The phrase “consisting essentially of” means that the composition or method may include additional ingredients and/or steps, but only if the additional ingredients and/or steps do not materially alter the basic and novel characteristics of the claimed composition or method.
As used herein, the singular form “a”, “an” and “the” include plural references unless the context clearly dictates otherwise. For example, the term “a compound” or “at least one compound” may include a plurality of compounds, including mixtures thereof.
The word “exemplary” is used herein to mean “serving as an example, an instance or an illustration”. Any embodiment described as “exemplary” is not necessarily to be construed as preferred or advantageous over other embodiments and/or to exclude the incorporation of features from other embodiments.
The word “optionally” is used herein to mean “is provided in some embodiments and not provided in other embodiments”. Any particular embodiment of the invention may include a plurality of “optional” features unless such features conflict.
Throughout this application, various embodiments of this invention may be presented in a range format. It should be understood that the description in range format is merely for convenience and brevity and should not be construed as an inflexible limitation on the scope of the invention. Accordingly, the description of a range should be considered to have specifically disclosed all the possible subranges as well as individual numerical values within that range.
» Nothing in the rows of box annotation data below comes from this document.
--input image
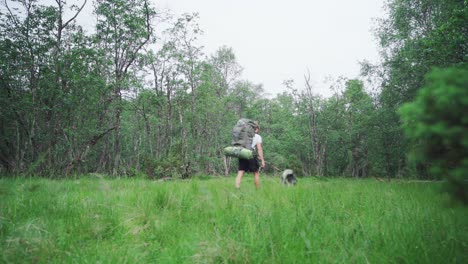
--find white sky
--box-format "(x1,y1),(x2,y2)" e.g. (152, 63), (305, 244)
(68, 0), (384, 96)
(155, 0), (384, 96)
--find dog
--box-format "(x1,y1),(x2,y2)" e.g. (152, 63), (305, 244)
(281, 169), (297, 185)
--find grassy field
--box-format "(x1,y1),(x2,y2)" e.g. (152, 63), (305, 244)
(0, 176), (468, 263)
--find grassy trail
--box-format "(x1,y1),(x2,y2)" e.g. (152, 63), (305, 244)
(0, 176), (468, 263)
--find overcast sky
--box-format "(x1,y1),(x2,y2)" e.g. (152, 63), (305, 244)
(70, 0), (384, 96)
(155, 0), (384, 96)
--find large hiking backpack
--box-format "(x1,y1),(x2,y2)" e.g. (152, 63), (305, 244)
(231, 118), (257, 150)
(224, 118), (257, 159)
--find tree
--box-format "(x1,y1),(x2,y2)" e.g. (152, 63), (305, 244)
(399, 65), (468, 204)
(95, 0), (156, 175)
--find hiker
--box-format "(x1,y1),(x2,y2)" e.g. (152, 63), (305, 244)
(236, 122), (265, 189)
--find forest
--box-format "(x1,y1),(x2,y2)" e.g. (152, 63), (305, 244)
(0, 0), (468, 187)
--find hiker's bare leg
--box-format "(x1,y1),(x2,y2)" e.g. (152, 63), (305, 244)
(236, 171), (244, 188)
(254, 171), (260, 189)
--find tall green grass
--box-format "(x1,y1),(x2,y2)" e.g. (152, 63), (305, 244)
(0, 176), (468, 263)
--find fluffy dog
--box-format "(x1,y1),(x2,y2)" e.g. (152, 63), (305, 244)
(281, 169), (297, 185)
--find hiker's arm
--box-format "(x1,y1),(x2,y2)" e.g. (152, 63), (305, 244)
(257, 143), (265, 168)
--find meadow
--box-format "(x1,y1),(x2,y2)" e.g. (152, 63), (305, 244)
(0, 175), (468, 263)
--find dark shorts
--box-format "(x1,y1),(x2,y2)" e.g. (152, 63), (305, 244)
(239, 158), (260, 172)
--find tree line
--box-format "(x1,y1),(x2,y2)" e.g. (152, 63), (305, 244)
(0, 0), (468, 184)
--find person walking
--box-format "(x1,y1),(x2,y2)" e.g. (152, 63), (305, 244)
(236, 123), (265, 189)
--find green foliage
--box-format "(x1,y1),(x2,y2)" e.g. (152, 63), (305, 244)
(400, 65), (468, 204)
(0, 177), (468, 263)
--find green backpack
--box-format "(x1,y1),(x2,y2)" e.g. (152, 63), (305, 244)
(231, 118), (257, 150)
(224, 118), (257, 159)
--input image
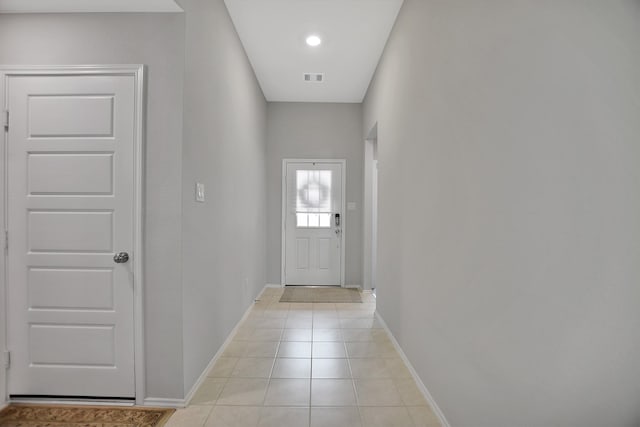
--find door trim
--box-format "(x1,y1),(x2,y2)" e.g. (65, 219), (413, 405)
(0, 65), (146, 405)
(280, 159), (347, 288)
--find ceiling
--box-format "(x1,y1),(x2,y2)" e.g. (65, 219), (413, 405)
(0, 0), (182, 13)
(225, 0), (403, 102)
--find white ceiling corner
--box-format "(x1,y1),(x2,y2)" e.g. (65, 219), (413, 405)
(0, 0), (183, 13)
(225, 0), (403, 103)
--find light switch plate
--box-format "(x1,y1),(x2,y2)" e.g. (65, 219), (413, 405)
(196, 182), (204, 203)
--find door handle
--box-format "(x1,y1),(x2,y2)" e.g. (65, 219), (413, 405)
(113, 252), (129, 264)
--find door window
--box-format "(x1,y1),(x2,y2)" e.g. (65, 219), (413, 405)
(296, 170), (333, 228)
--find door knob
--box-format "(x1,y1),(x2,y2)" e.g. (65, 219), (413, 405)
(113, 252), (129, 264)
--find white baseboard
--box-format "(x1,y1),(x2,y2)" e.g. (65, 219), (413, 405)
(144, 397), (187, 408)
(376, 311), (451, 427)
(265, 283), (282, 289)
(10, 398), (135, 409)
(180, 285), (270, 407)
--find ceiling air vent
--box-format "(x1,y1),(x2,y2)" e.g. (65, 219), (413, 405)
(304, 73), (324, 83)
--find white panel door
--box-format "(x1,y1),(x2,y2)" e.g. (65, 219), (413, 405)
(7, 75), (135, 398)
(284, 162), (344, 286)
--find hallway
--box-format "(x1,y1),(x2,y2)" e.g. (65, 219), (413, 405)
(167, 288), (440, 427)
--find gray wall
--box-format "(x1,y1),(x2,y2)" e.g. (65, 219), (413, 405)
(267, 102), (364, 285)
(0, 13), (184, 398)
(364, 0), (640, 427)
(175, 0), (267, 392)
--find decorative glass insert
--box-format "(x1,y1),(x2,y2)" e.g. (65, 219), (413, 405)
(296, 170), (333, 228)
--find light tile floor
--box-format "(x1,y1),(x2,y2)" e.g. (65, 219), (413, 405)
(166, 288), (440, 427)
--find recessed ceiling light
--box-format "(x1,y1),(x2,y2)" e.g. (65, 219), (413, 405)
(307, 36), (322, 47)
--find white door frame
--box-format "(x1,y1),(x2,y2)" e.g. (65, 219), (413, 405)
(280, 159), (347, 288)
(0, 65), (146, 405)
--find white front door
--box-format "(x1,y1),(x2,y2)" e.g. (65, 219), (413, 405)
(284, 162), (344, 286)
(6, 74), (136, 398)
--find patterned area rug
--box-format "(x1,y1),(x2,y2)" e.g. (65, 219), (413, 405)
(280, 286), (362, 303)
(0, 404), (174, 427)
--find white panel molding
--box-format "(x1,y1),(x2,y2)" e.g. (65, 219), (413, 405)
(0, 65), (147, 405)
(10, 399), (135, 409)
(375, 310), (451, 427)
(143, 397), (187, 408)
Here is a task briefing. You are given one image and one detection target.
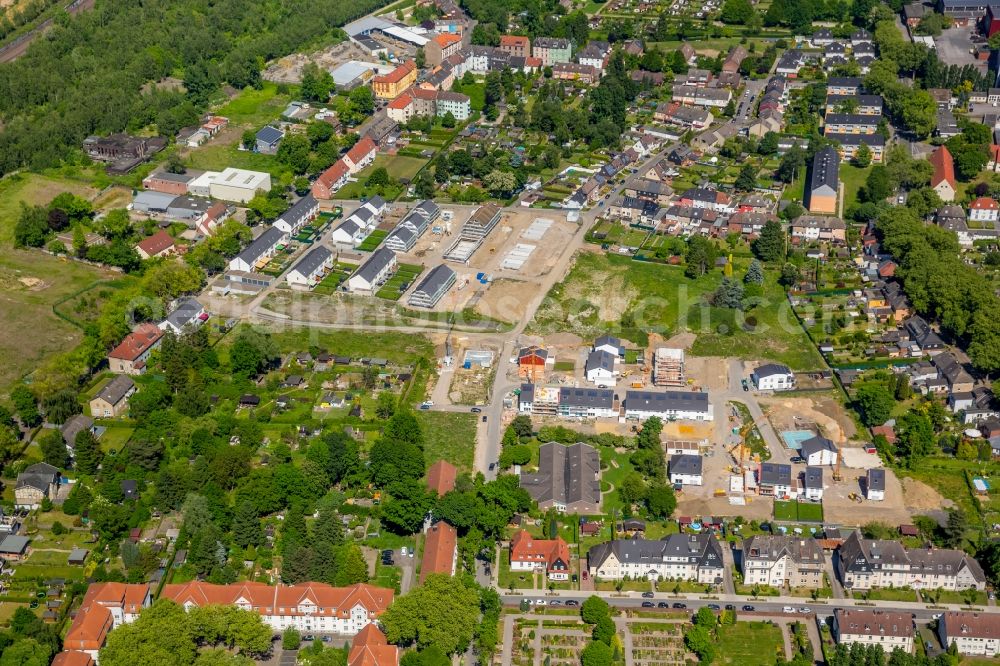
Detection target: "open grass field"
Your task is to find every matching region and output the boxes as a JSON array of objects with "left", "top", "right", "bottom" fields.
[
  {"left": 415, "top": 410, "right": 476, "bottom": 472},
  {"left": 717, "top": 622, "right": 784, "bottom": 666},
  {"left": 528, "top": 253, "right": 821, "bottom": 370}
]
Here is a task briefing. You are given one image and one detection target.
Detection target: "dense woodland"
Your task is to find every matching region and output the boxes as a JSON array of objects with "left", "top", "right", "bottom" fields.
[{"left": 0, "top": 0, "right": 383, "bottom": 175}]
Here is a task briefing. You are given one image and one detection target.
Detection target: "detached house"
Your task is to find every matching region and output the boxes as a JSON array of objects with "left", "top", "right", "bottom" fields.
[
  {"left": 90, "top": 375, "right": 136, "bottom": 419},
  {"left": 742, "top": 535, "right": 826, "bottom": 589},
  {"left": 510, "top": 530, "right": 570, "bottom": 580},
  {"left": 108, "top": 323, "right": 163, "bottom": 375}
]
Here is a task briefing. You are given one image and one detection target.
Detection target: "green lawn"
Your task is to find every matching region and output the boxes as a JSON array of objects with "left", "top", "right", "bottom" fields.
[
  {"left": 716, "top": 622, "right": 785, "bottom": 666},
  {"left": 415, "top": 410, "right": 478, "bottom": 472},
  {"left": 528, "top": 253, "right": 822, "bottom": 370}
]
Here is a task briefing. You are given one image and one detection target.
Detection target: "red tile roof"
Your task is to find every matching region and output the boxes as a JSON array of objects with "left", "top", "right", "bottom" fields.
[
  {"left": 373, "top": 60, "right": 417, "bottom": 83},
  {"left": 927, "top": 146, "right": 958, "bottom": 188},
  {"left": 52, "top": 650, "right": 94, "bottom": 666},
  {"left": 161, "top": 581, "right": 394, "bottom": 618},
  {"left": 510, "top": 530, "right": 569, "bottom": 569},
  {"left": 347, "top": 624, "right": 399, "bottom": 666},
  {"left": 137, "top": 230, "right": 174, "bottom": 257},
  {"left": 108, "top": 322, "right": 163, "bottom": 361},
  {"left": 420, "top": 520, "right": 458, "bottom": 583},
  {"left": 389, "top": 93, "right": 413, "bottom": 109},
  {"left": 427, "top": 460, "right": 458, "bottom": 495},
  {"left": 434, "top": 33, "right": 462, "bottom": 49},
  {"left": 347, "top": 136, "right": 378, "bottom": 164},
  {"left": 316, "top": 160, "right": 351, "bottom": 188}
]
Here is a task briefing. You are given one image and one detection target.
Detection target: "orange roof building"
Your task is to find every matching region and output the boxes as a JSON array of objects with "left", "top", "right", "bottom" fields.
[
  {"left": 108, "top": 322, "right": 163, "bottom": 375},
  {"left": 927, "top": 146, "right": 958, "bottom": 201},
  {"left": 510, "top": 530, "right": 570, "bottom": 580},
  {"left": 427, "top": 460, "right": 458, "bottom": 495},
  {"left": 347, "top": 624, "right": 399, "bottom": 666},
  {"left": 420, "top": 520, "right": 458, "bottom": 583},
  {"left": 135, "top": 230, "right": 176, "bottom": 259},
  {"left": 161, "top": 581, "right": 394, "bottom": 636},
  {"left": 372, "top": 60, "right": 417, "bottom": 99}
]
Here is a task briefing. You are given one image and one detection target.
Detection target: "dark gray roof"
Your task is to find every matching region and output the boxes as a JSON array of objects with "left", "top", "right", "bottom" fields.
[
  {"left": 587, "top": 349, "right": 615, "bottom": 372},
  {"left": 167, "top": 297, "right": 204, "bottom": 328},
  {"left": 802, "top": 467, "right": 823, "bottom": 490},
  {"left": 868, "top": 467, "right": 885, "bottom": 492},
  {"left": 355, "top": 247, "right": 396, "bottom": 282},
  {"left": 278, "top": 194, "right": 317, "bottom": 222},
  {"left": 670, "top": 453, "right": 702, "bottom": 474},
  {"left": 237, "top": 227, "right": 284, "bottom": 266},
  {"left": 94, "top": 375, "right": 135, "bottom": 404},
  {"left": 800, "top": 435, "right": 837, "bottom": 458},
  {"left": 760, "top": 463, "right": 792, "bottom": 486},
  {"left": 521, "top": 442, "right": 601, "bottom": 507},
  {"left": 753, "top": 363, "right": 792, "bottom": 377},
  {"left": 587, "top": 534, "right": 723, "bottom": 569},
  {"left": 625, "top": 391, "right": 708, "bottom": 412},
  {"left": 560, "top": 387, "right": 615, "bottom": 409},
  {"left": 416, "top": 264, "right": 455, "bottom": 295},
  {"left": 292, "top": 245, "right": 333, "bottom": 275},
  {"left": 809, "top": 146, "right": 840, "bottom": 194}
]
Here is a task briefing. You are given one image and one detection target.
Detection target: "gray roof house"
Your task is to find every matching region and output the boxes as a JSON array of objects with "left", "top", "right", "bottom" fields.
[{"left": 521, "top": 443, "right": 601, "bottom": 513}]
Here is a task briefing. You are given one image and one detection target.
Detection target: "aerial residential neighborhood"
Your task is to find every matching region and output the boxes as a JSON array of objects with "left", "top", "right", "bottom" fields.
[{"left": 0, "top": 0, "right": 1000, "bottom": 666}]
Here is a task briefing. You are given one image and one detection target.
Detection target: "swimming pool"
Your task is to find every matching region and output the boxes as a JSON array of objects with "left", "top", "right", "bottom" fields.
[{"left": 781, "top": 430, "right": 816, "bottom": 451}]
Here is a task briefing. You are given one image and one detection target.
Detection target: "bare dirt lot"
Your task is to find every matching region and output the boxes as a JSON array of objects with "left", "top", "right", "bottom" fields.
[{"left": 757, "top": 394, "right": 857, "bottom": 444}]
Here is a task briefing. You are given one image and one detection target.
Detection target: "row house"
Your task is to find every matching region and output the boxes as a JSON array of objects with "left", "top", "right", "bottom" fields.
[
  {"left": 653, "top": 102, "right": 715, "bottom": 129},
  {"left": 823, "top": 113, "right": 881, "bottom": 135},
  {"left": 838, "top": 532, "right": 986, "bottom": 590},
  {"left": 826, "top": 95, "right": 883, "bottom": 116},
  {"left": 741, "top": 535, "right": 826, "bottom": 589},
  {"left": 673, "top": 84, "right": 733, "bottom": 108},
  {"left": 587, "top": 534, "right": 725, "bottom": 585},
  {"left": 826, "top": 132, "right": 885, "bottom": 164},
  {"left": 552, "top": 62, "right": 601, "bottom": 85},
  {"left": 833, "top": 608, "right": 915, "bottom": 654},
  {"left": 791, "top": 215, "right": 847, "bottom": 245}
]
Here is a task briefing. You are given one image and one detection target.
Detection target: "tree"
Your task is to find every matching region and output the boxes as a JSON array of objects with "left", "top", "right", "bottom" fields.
[
  {"left": 580, "top": 595, "right": 611, "bottom": 624},
  {"left": 381, "top": 574, "right": 479, "bottom": 655},
  {"left": 712, "top": 277, "right": 743, "bottom": 310},
  {"left": 39, "top": 430, "right": 69, "bottom": 469},
  {"left": 854, "top": 382, "right": 896, "bottom": 428},
  {"left": 73, "top": 430, "right": 104, "bottom": 476},
  {"left": 580, "top": 641, "right": 613, "bottom": 666},
  {"left": 646, "top": 485, "right": 677, "bottom": 520},
  {"left": 734, "top": 164, "right": 757, "bottom": 192},
  {"left": 750, "top": 220, "right": 785, "bottom": 261}
]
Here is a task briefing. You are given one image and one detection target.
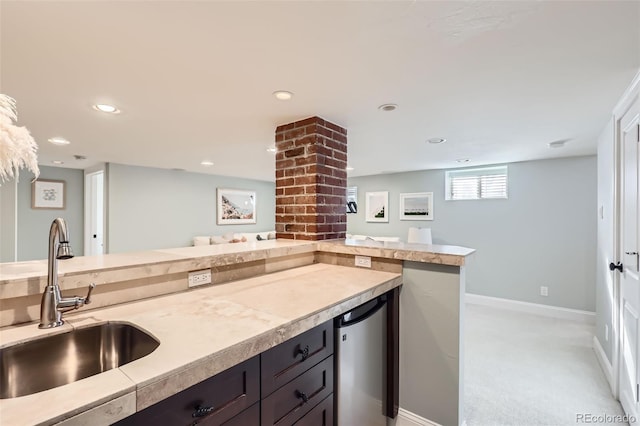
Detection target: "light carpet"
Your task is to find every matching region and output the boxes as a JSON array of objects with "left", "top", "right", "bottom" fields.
[{"left": 464, "top": 304, "right": 626, "bottom": 426}]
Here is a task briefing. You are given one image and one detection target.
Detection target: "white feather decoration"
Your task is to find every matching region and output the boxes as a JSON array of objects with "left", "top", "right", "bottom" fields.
[{"left": 0, "top": 93, "right": 40, "bottom": 183}]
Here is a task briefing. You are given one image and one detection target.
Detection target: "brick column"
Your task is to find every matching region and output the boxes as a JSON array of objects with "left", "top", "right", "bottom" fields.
[{"left": 276, "top": 117, "right": 347, "bottom": 240}]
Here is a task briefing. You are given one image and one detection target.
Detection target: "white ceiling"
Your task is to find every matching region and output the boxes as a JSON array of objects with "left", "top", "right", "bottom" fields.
[{"left": 0, "top": 0, "right": 640, "bottom": 180}]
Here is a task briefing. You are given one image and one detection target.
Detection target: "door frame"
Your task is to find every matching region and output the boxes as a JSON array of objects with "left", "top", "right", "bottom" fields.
[
  {"left": 84, "top": 163, "right": 108, "bottom": 254},
  {"left": 611, "top": 71, "right": 640, "bottom": 400}
]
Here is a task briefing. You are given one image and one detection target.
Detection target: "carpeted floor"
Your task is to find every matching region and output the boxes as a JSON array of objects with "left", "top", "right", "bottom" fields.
[{"left": 464, "top": 304, "right": 626, "bottom": 426}]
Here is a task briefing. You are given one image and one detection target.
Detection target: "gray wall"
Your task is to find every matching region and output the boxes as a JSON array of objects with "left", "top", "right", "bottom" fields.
[
  {"left": 0, "top": 180, "right": 18, "bottom": 262},
  {"left": 18, "top": 166, "right": 84, "bottom": 261},
  {"left": 596, "top": 119, "right": 615, "bottom": 362},
  {"left": 347, "top": 156, "right": 596, "bottom": 311},
  {"left": 107, "top": 163, "right": 275, "bottom": 253}
]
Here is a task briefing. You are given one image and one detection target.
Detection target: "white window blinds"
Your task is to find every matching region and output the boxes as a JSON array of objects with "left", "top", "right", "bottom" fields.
[{"left": 445, "top": 166, "right": 508, "bottom": 200}]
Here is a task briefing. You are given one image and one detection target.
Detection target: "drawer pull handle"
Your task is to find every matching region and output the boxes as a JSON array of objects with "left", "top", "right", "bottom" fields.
[
  {"left": 296, "top": 391, "right": 309, "bottom": 404},
  {"left": 191, "top": 405, "right": 214, "bottom": 417},
  {"left": 296, "top": 345, "right": 309, "bottom": 361}
]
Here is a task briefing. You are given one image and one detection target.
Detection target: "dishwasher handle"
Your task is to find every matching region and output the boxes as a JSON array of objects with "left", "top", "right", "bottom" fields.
[{"left": 335, "top": 294, "right": 387, "bottom": 328}]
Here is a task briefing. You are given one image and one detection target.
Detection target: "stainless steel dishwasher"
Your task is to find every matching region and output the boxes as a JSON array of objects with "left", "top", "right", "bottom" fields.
[{"left": 335, "top": 295, "right": 387, "bottom": 426}]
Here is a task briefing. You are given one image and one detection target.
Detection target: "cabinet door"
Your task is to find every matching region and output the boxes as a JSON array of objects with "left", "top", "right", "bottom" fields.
[
  {"left": 260, "top": 320, "right": 333, "bottom": 398},
  {"left": 116, "top": 357, "right": 260, "bottom": 426},
  {"left": 294, "top": 394, "right": 333, "bottom": 426},
  {"left": 261, "top": 356, "right": 333, "bottom": 426}
]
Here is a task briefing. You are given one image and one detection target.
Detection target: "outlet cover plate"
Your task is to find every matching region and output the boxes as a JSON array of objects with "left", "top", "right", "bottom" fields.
[
  {"left": 189, "top": 269, "right": 211, "bottom": 287},
  {"left": 356, "top": 256, "right": 371, "bottom": 268}
]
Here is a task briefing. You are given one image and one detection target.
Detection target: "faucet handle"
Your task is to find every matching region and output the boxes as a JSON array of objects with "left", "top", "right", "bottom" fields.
[{"left": 84, "top": 283, "right": 96, "bottom": 305}]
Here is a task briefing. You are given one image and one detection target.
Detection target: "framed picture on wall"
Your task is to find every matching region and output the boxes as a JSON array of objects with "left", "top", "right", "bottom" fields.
[
  {"left": 31, "top": 179, "right": 66, "bottom": 210},
  {"left": 400, "top": 192, "right": 433, "bottom": 220},
  {"left": 217, "top": 188, "right": 256, "bottom": 225},
  {"left": 365, "top": 191, "right": 389, "bottom": 222}
]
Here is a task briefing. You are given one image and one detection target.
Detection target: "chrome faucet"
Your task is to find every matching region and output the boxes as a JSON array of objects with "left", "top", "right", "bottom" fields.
[{"left": 38, "top": 217, "right": 96, "bottom": 328}]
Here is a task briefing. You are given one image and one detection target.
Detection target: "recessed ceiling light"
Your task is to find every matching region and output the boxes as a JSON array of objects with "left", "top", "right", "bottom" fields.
[
  {"left": 378, "top": 104, "right": 398, "bottom": 111},
  {"left": 48, "top": 137, "right": 71, "bottom": 145},
  {"left": 273, "top": 90, "right": 293, "bottom": 101},
  {"left": 427, "top": 138, "right": 447, "bottom": 145},
  {"left": 93, "top": 104, "right": 120, "bottom": 114},
  {"left": 547, "top": 140, "right": 567, "bottom": 148}
]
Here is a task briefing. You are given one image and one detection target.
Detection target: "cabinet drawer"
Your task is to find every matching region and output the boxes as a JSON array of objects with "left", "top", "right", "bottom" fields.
[
  {"left": 116, "top": 357, "right": 260, "bottom": 426},
  {"left": 261, "top": 356, "right": 333, "bottom": 426},
  {"left": 260, "top": 321, "right": 333, "bottom": 398},
  {"left": 294, "top": 394, "right": 333, "bottom": 426},
  {"left": 198, "top": 402, "right": 260, "bottom": 426}
]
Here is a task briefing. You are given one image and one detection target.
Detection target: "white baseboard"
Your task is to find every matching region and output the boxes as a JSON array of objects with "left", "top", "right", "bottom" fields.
[
  {"left": 593, "top": 336, "right": 614, "bottom": 390},
  {"left": 465, "top": 293, "right": 596, "bottom": 324},
  {"left": 395, "top": 408, "right": 440, "bottom": 426}
]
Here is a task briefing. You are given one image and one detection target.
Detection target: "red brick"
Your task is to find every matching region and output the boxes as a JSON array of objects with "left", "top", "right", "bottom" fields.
[
  {"left": 276, "top": 196, "right": 296, "bottom": 206},
  {"left": 293, "top": 134, "right": 318, "bottom": 147},
  {"left": 276, "top": 214, "right": 296, "bottom": 223},
  {"left": 284, "top": 223, "right": 307, "bottom": 232},
  {"left": 284, "top": 127, "right": 307, "bottom": 139},
  {"left": 284, "top": 166, "right": 306, "bottom": 177},
  {"left": 307, "top": 143, "right": 333, "bottom": 157},
  {"left": 295, "top": 195, "right": 318, "bottom": 204},
  {"left": 296, "top": 214, "right": 318, "bottom": 223},
  {"left": 284, "top": 146, "right": 305, "bottom": 158},
  {"left": 325, "top": 121, "right": 347, "bottom": 136},
  {"left": 295, "top": 234, "right": 318, "bottom": 241},
  {"left": 331, "top": 150, "right": 347, "bottom": 162},
  {"left": 294, "top": 175, "right": 317, "bottom": 185},
  {"left": 324, "top": 176, "right": 347, "bottom": 186}
]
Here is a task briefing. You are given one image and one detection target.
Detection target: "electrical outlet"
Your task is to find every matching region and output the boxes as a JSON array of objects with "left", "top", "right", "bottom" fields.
[
  {"left": 356, "top": 256, "right": 371, "bottom": 268},
  {"left": 189, "top": 269, "right": 211, "bottom": 287}
]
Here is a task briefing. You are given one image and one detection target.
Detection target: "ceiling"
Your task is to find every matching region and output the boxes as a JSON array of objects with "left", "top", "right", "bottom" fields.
[{"left": 0, "top": 0, "right": 640, "bottom": 181}]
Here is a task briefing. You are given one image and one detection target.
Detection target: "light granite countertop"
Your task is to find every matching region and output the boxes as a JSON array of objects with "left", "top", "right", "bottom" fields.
[
  {"left": 317, "top": 240, "right": 475, "bottom": 266},
  {"left": 0, "top": 262, "right": 402, "bottom": 426},
  {"left": 0, "top": 239, "right": 475, "bottom": 299}
]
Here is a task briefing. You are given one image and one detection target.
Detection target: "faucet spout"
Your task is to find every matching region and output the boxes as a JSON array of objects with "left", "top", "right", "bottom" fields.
[{"left": 38, "top": 217, "right": 95, "bottom": 328}]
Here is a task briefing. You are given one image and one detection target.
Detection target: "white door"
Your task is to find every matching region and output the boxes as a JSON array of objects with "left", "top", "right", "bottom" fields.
[
  {"left": 85, "top": 171, "right": 104, "bottom": 256},
  {"left": 619, "top": 99, "right": 640, "bottom": 424}
]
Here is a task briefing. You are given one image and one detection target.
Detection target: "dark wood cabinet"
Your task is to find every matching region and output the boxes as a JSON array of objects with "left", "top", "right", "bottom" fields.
[
  {"left": 116, "top": 356, "right": 260, "bottom": 426},
  {"left": 261, "top": 355, "right": 333, "bottom": 426},
  {"left": 260, "top": 321, "right": 333, "bottom": 398},
  {"left": 294, "top": 395, "right": 333, "bottom": 426}
]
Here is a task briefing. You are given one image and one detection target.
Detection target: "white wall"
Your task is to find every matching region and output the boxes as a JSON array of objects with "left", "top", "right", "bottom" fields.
[
  {"left": 596, "top": 119, "right": 615, "bottom": 362},
  {"left": 347, "top": 156, "right": 597, "bottom": 311},
  {"left": 107, "top": 163, "right": 275, "bottom": 253}
]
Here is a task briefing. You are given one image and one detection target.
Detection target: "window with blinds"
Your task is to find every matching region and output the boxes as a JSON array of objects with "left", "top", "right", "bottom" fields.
[{"left": 445, "top": 166, "right": 509, "bottom": 200}]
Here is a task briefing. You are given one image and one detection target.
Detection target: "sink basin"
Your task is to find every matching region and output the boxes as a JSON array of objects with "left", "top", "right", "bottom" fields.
[{"left": 0, "top": 323, "right": 160, "bottom": 399}]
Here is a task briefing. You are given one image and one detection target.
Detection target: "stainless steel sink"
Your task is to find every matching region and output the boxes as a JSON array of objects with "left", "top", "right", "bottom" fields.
[{"left": 0, "top": 323, "right": 160, "bottom": 399}]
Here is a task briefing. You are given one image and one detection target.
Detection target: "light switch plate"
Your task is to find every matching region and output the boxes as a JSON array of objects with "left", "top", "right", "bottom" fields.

For example, description of a range such as from 1 to 6 should be considered to have specifically disclosed subranges such as from 1 to 3, from 1 to 4, from 1 to 5, from 2 to 4, from 2 to 6, from 3 to 6 etc., as well as individual numbers within that range, for example, 1, 2, 3, 4, 5, and 6. This applies regardless of the breadth of the range.
Whenever a numerical range is indicated herein, it is meant to include any cited numeral (fractional or integral) within the indicated range. The phrases “ranging/ranges between” a first indicate number and a second indicate number and “ranging/ranges from” a first indicate number “to” a second indicate number are used herein interchangeably and are meant to include the first and second indicated numbers and all the fractional and integral numerals there between.
It is appreciated that certain features of the invention, which are, for clarity, described in the context of separate embodiments, may also be provided in combination in a single embodiment. Conversely, various features of the invention, which are, for brevity, described in the context of a single embodiment, may also be provided separately or in any suitable sub-combination or as suitable in any other described embodiment of the invention. Certain features described in the context of various embodiments are not to be considered essential features of those embodiments, unless the embodiment is inoperative without those elements.
Although the invention has been described in conjunction with specific embodiments thereof, it is evident that many alternatives, modifications and variations will be apparent to those skilled in the art. Accordingly, it is intended to embrace all such alternatives, modifications and variations that fall within the spirit and broad scope of the appended claims.
It is the intent of the applicant(s) that all publications, patents and patent applications referred to in this specification are to be incorporated in their entirety by reference into the specification, as if each individual publication, patent or patent application was specifically and individually noted when referenced that it is to be incorporated herein by reference. In addition, citation or identification of any reference in this application shall not be construed as an admission that such reference is available as prior art to the present invention. To the extent that section headings are used, they should not be construed as necessarily limiting. In addition, any priority document(s) of this application is/are hereby incorporated herein by reference in its/their entirety.